The constructor initializes the distribution such that it is uniform. Scott's algorithm states that after each trial we will need to update the distribution's counts of \(\alpha\) and \(\beta\), compute it's expectation, and draw samples from it. These methods are defined as:


def update(self, x):
    #update counts according to whether or not the trial was a success of failure
    if x == 0.:
        self.beta+=1.
    elif x == 1.:
        self.alpha+=1.

def get_mean(self):
    #return the expectation of the distribution
    return self.alpha / (self.alpha + self.beta)

def sample(self, samples):
    #draw some number of samples from the posterior and return them
    return scipy.stats.beta.rvs(self.alpha, self.beta, size=samples)

A bandit can be represented by instantiating a BetaDist class for each arm and defining methods that return relevant values for each step of Scott's algorithm.

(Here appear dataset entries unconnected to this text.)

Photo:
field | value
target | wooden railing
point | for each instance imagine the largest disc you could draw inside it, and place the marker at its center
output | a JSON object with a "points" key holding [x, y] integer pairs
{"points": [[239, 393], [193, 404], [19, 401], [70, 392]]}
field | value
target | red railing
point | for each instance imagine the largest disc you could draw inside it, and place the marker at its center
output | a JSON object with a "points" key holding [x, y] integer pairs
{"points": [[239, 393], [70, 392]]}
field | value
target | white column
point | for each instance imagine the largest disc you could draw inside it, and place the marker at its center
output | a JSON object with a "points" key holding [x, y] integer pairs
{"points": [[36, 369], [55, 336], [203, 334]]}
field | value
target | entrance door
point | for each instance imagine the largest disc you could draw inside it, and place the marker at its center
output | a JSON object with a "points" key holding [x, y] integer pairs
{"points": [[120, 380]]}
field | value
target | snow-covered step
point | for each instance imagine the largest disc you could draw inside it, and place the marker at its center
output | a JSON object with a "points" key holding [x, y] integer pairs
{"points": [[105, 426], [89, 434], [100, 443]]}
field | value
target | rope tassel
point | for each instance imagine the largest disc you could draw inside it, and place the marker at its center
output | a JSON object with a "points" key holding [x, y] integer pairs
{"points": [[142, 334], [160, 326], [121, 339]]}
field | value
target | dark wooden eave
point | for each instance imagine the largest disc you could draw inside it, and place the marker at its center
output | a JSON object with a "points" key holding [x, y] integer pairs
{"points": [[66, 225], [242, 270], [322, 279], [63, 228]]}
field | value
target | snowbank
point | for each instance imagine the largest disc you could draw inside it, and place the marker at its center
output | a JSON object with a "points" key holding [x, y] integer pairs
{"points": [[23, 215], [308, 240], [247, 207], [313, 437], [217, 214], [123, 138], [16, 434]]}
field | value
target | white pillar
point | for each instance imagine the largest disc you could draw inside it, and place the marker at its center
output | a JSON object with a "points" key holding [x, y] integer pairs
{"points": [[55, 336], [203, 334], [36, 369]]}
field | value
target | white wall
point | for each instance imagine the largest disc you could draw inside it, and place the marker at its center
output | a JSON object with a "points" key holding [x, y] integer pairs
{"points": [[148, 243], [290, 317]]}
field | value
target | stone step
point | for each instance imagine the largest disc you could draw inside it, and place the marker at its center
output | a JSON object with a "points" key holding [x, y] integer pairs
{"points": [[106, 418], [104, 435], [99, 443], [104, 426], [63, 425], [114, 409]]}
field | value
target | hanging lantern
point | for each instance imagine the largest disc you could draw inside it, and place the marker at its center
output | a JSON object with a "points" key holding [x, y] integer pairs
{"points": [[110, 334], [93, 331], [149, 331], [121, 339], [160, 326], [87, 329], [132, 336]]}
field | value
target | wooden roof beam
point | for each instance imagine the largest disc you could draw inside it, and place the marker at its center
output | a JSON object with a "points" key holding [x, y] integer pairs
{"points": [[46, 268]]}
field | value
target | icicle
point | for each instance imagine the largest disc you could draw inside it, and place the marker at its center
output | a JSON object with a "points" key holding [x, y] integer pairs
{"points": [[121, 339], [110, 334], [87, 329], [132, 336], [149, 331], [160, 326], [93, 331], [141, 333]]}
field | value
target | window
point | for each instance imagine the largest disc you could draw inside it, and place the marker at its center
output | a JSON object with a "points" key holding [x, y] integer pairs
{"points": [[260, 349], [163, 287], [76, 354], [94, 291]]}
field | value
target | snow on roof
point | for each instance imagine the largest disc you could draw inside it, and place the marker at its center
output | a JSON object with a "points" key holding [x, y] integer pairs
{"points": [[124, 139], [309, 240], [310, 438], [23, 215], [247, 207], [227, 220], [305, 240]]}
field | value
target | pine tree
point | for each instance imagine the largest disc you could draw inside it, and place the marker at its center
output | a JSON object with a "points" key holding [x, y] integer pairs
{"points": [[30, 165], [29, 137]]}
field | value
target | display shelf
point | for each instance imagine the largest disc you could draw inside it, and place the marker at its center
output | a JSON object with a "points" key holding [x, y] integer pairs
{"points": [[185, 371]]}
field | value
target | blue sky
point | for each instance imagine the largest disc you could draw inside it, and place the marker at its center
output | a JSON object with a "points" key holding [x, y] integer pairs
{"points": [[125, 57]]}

class BernoulliBandit(object):
    def __init__(self, arms=2, samples=1):
        #initialize a number of beta distributions, one for each arm
        self.arms = [BetaDist() for i in xrange(arms)]
        self.samples = samples
    
    def update(self, arm, reward):
        #update the state of the relevant arm's posterior
        self.arms[arm].update(reward)
    
    def choose_arm(self):
        #probability sampling: estimate mean by sampling from the posterior
        #generated by trials, choose arm with the largest mean
        return np.argmax([arm.sample(samples=self.samples) for arm in self.arms])
        
    def best_arm(self):
        #get the current best arm by returning the index of the largest
        #expectation
        return np.argmax([arm.get_mean() for arm in self.arms])
    
    def get_mean(self, arm):
        #return the arm's expectation
        return self.arms[arm].get_mean()

To test this code, we can conduct a simple simulation where we know the values of actual arms and then measure how well the algorithm estimates which one is optimal by computing total regret. I've included this testing framework in the code repository under the file BernoulliBanditTest.py. Below is a simplified testing framework that does not include code to plot the evolution of the algorithm in terms of posterior distributions or total regret.


import numpy as np
import scipy.stats

from BernoulliBandit import BernoulliBandit

trials = 100
arms = 3
regrets = []

#draw random biases for each of the arms on the true bandit
true_arms = np.random.random_sample(arms)
arm_choices = np.zeros(arms)

#initialize random variables the true bandit using random bias values
bandit = [scipy.stats.bernoulli(a) for a in true_arms]

#initialize our model
bb = BernoulliBandit(arms=arms)

for t in xrange(trials):
    #choose a bandit probablistically, based on what we know so far
    arm = bb.choose_arm()
    
    #record choice for regret measurement
    arm_choices[arm]+=1

    #get a reward from a single trial from the arm
    reward = bandit[arm].rvs()
    
    #estimate the regret for this trial
    regrets.append(regret(true_arms.argmax(), true_arms, arm_choices))
    
    #update the model
    bb.update(arm,reward)

#Print out summary of arm pulls, estimated biases and actual biases
print 'arm biases ', true_arms
print 'arm allocations ', arm_choices
print 'best estimated arm ', bb.best_arm()
print 'best actual arm ', true_arms.argmax()

Simulation

In addition to the Python implementation I've reviewed above, I've developed a simple web-based simulator. To see the algorithm in action, click the button and watch how it evolves over 100 trials.

The top figure plots each arm's posterior distribution after each trial. Notice how at the beginning of the simulation each arm's distribution is the same and after each trial, the arm that was chosen has it's posterior adjusted according to whether or not the trial was successful.

The figure below the posterior plot shows the experiment's total regret as a function of trials. Notice that once the algorithm has built up a strong belief that one arm is optimal, the rate at which total regret grows decreases. The table show's the experiments true arm success probabilities as well as the number of trials allocated to each arm and the arm's total number of rewards.